Noam Chomsky has insisted that nobody can alienate the Muslim Brotherhood in Egypt. He criticised the military coup which ousted Egypt's President Mohamed Morsi in July, accusing its supporters of making a major mistake.
The American professor of linguistics was speaking at a seminar organised by the Egyptian Students Association in New York when he made his comments. He said that a military regime cannot build a state and pointed out that it is inaccurate to refer to "Egyptians" as if everyone in Egypt is thinking the same way; they're not, and it is misleading to suggest otherwise, he claimed. Professor Chomsky urged the army leaders to avoid using the term "the people" to give credibility to the action that they took in July.
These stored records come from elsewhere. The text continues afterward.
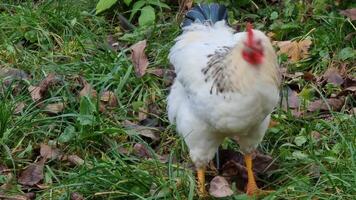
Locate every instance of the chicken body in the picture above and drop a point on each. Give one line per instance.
(218, 94)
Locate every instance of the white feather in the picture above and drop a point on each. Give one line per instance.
(205, 119)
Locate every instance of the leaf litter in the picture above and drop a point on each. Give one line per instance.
(139, 58)
(296, 50)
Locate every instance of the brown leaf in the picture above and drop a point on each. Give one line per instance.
(33, 174)
(9, 74)
(76, 196)
(332, 75)
(335, 105)
(351, 89)
(109, 99)
(87, 89)
(145, 131)
(76, 160)
(308, 76)
(294, 49)
(139, 58)
(233, 166)
(219, 187)
(141, 151)
(350, 13)
(26, 196)
(113, 43)
(272, 124)
(48, 152)
(19, 107)
(185, 5)
(54, 108)
(291, 101)
(37, 92)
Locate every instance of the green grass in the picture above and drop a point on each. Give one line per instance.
(65, 37)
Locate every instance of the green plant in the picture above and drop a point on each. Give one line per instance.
(146, 8)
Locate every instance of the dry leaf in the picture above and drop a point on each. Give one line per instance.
(219, 187)
(350, 13)
(113, 43)
(26, 196)
(87, 89)
(308, 76)
(335, 104)
(109, 99)
(76, 160)
(292, 99)
(37, 92)
(76, 196)
(33, 174)
(351, 89)
(139, 58)
(294, 49)
(272, 124)
(185, 5)
(271, 35)
(54, 108)
(332, 75)
(141, 151)
(233, 166)
(145, 131)
(48, 152)
(19, 107)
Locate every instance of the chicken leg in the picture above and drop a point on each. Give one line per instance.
(201, 182)
(252, 188)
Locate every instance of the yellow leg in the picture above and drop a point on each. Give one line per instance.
(252, 188)
(201, 182)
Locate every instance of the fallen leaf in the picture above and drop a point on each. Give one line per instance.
(76, 160)
(87, 89)
(185, 5)
(33, 174)
(19, 107)
(350, 13)
(141, 151)
(26, 196)
(145, 131)
(54, 108)
(76, 196)
(37, 92)
(335, 105)
(272, 124)
(233, 166)
(109, 99)
(291, 100)
(114, 44)
(271, 35)
(142, 113)
(10, 74)
(351, 89)
(314, 171)
(308, 76)
(332, 75)
(139, 58)
(219, 187)
(296, 50)
(48, 152)
(315, 135)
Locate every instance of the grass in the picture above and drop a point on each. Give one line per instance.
(65, 37)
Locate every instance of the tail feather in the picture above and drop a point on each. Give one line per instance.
(205, 13)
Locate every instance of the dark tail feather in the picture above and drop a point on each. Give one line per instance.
(203, 13)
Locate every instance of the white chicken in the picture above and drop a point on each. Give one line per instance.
(227, 85)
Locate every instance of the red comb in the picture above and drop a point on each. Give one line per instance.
(249, 34)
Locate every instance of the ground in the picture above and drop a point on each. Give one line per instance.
(96, 129)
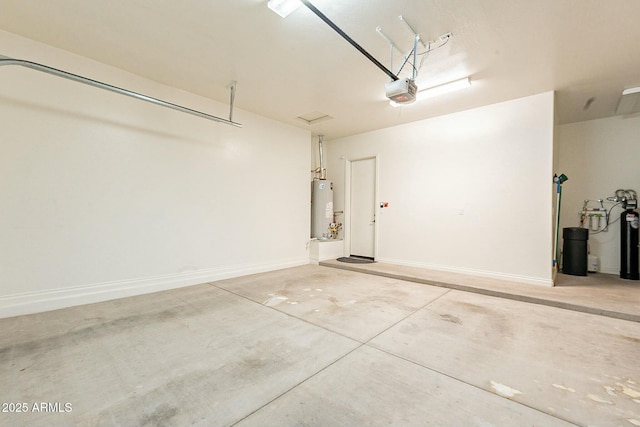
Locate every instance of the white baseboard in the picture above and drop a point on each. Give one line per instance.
(472, 272)
(36, 302)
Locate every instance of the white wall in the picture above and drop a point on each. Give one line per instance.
(104, 196)
(470, 192)
(599, 157)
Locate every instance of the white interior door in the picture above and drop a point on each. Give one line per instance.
(363, 209)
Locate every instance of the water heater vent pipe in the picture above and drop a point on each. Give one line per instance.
(323, 171)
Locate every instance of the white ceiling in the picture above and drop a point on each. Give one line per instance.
(290, 67)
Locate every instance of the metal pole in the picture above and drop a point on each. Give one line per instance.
(353, 43)
(80, 79)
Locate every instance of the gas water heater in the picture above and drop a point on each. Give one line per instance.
(321, 208)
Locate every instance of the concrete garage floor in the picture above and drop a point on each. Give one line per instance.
(320, 346)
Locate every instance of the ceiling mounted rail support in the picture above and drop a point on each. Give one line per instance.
(76, 78)
(353, 43)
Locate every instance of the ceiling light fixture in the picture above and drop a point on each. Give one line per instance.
(439, 90)
(629, 101)
(283, 7)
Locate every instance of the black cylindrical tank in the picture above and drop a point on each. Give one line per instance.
(629, 245)
(574, 251)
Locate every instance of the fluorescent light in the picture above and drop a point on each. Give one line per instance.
(439, 90)
(283, 7)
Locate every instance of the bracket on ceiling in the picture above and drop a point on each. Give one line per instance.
(4, 60)
(352, 42)
(414, 50)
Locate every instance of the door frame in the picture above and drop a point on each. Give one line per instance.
(347, 203)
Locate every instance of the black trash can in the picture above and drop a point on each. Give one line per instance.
(574, 251)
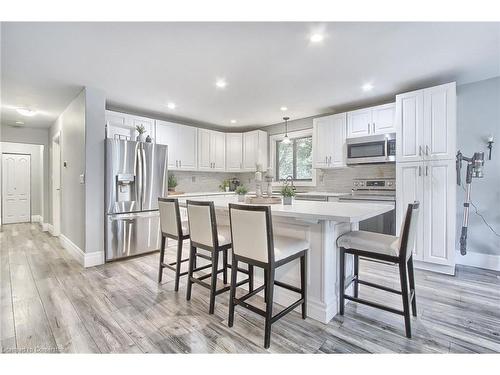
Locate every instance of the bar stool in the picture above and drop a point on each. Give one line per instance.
(255, 245)
(397, 250)
(172, 227)
(206, 235)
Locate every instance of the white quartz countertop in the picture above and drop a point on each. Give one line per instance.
(311, 210)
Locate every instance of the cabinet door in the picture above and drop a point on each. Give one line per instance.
(218, 150)
(439, 211)
(167, 134)
(440, 122)
(250, 147)
(234, 152)
(204, 161)
(409, 126)
(322, 140)
(383, 119)
(409, 188)
(338, 145)
(187, 147)
(359, 123)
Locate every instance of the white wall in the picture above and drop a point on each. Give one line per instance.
(37, 172)
(478, 116)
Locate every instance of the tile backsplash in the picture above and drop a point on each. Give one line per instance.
(194, 182)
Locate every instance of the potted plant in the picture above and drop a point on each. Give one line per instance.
(287, 192)
(142, 133)
(172, 182)
(225, 185)
(241, 191)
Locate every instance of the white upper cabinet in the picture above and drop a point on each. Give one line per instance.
(234, 152)
(371, 121)
(426, 124)
(122, 125)
(329, 134)
(359, 123)
(182, 145)
(254, 150)
(211, 150)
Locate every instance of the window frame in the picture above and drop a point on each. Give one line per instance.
(273, 153)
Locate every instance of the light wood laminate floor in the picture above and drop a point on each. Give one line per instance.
(49, 303)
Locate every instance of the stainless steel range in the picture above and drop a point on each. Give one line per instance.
(375, 191)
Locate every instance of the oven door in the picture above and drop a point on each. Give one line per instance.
(372, 149)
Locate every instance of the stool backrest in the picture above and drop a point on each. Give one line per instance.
(252, 232)
(170, 217)
(408, 237)
(202, 224)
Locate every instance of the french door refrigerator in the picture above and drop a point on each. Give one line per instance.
(136, 175)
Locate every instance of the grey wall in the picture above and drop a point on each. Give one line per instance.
(33, 136)
(94, 169)
(478, 107)
(71, 124)
(37, 171)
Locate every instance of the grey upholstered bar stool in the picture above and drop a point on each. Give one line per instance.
(206, 235)
(397, 250)
(172, 227)
(255, 245)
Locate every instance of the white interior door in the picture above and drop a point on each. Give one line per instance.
(16, 188)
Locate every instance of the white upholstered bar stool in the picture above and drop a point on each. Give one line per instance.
(172, 227)
(255, 245)
(206, 235)
(397, 250)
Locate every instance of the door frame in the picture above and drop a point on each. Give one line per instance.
(2, 187)
(56, 192)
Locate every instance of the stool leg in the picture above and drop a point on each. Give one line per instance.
(411, 278)
(192, 255)
(341, 280)
(250, 278)
(178, 264)
(162, 256)
(356, 274)
(213, 285)
(405, 297)
(224, 267)
(303, 284)
(232, 292)
(269, 307)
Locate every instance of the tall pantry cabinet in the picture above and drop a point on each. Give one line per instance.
(425, 171)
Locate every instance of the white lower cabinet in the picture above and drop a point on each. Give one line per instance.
(432, 183)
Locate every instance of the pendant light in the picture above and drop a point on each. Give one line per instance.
(286, 140)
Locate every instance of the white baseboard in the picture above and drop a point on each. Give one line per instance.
(479, 260)
(36, 219)
(95, 258)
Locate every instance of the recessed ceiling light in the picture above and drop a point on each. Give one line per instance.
(316, 38)
(367, 87)
(26, 112)
(221, 83)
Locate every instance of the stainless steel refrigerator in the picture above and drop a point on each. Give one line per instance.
(136, 175)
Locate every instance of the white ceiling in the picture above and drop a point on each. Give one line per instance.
(142, 66)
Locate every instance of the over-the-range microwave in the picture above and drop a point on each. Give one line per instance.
(372, 149)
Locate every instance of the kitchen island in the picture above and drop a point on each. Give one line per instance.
(319, 223)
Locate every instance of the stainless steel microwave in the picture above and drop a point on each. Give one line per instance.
(372, 149)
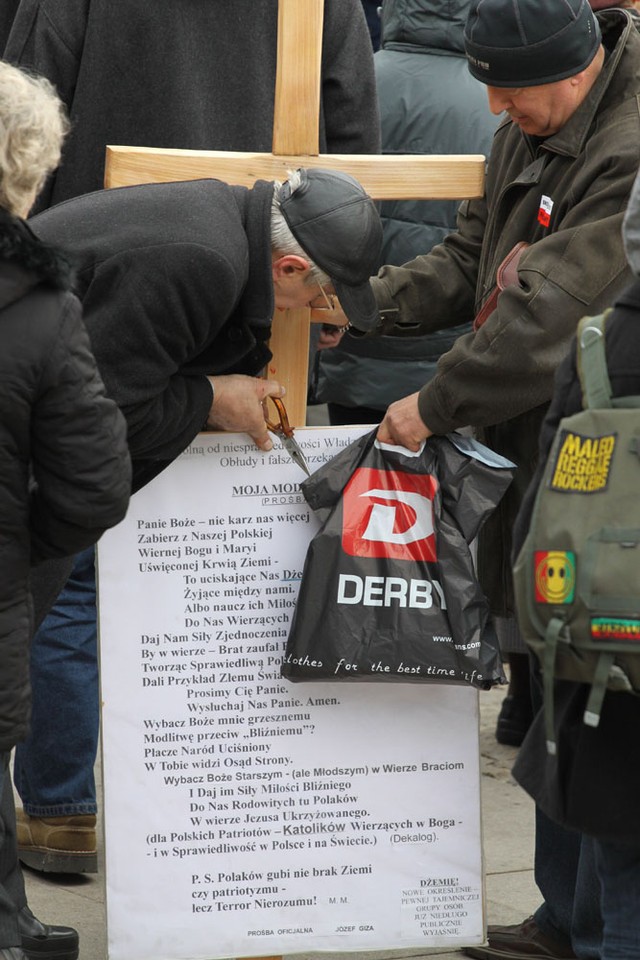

He acknowledged that a large crowd took to the streets on June 30th to protest against the Muslim Brotherhood, but what happened thereafter was definitely a military coup. He told the audience that he feels that the people of Egypt have been divided by the belief that the military leadership is committed to defending them against the Brotherhood. The Muslim Brotherhood's political decisions could be criticised, said Chomsky, but one cannot ignore the movement because "it is part of the people". That's yet another reason, he added, for the coup leaders not to claim that they are acting on behalf of "the people" of Egypt.
"It would be wrong for the supporters of the coup to believe that the generals will build a secular, democratic state," Chomsky insisted. "They will act as army officers usually act and seek to control the system and economy while crushing their opponents and human rights." Those who welcome the coup will turn out to be its victims, he warned his secular, liberal and leftist friends.
The 85 year old is a renowned linguist, philosopher, political activist and sociologist. He is known for his opposition to US foreign policy as well as for his criticism of the Israeli occupation of Palestine.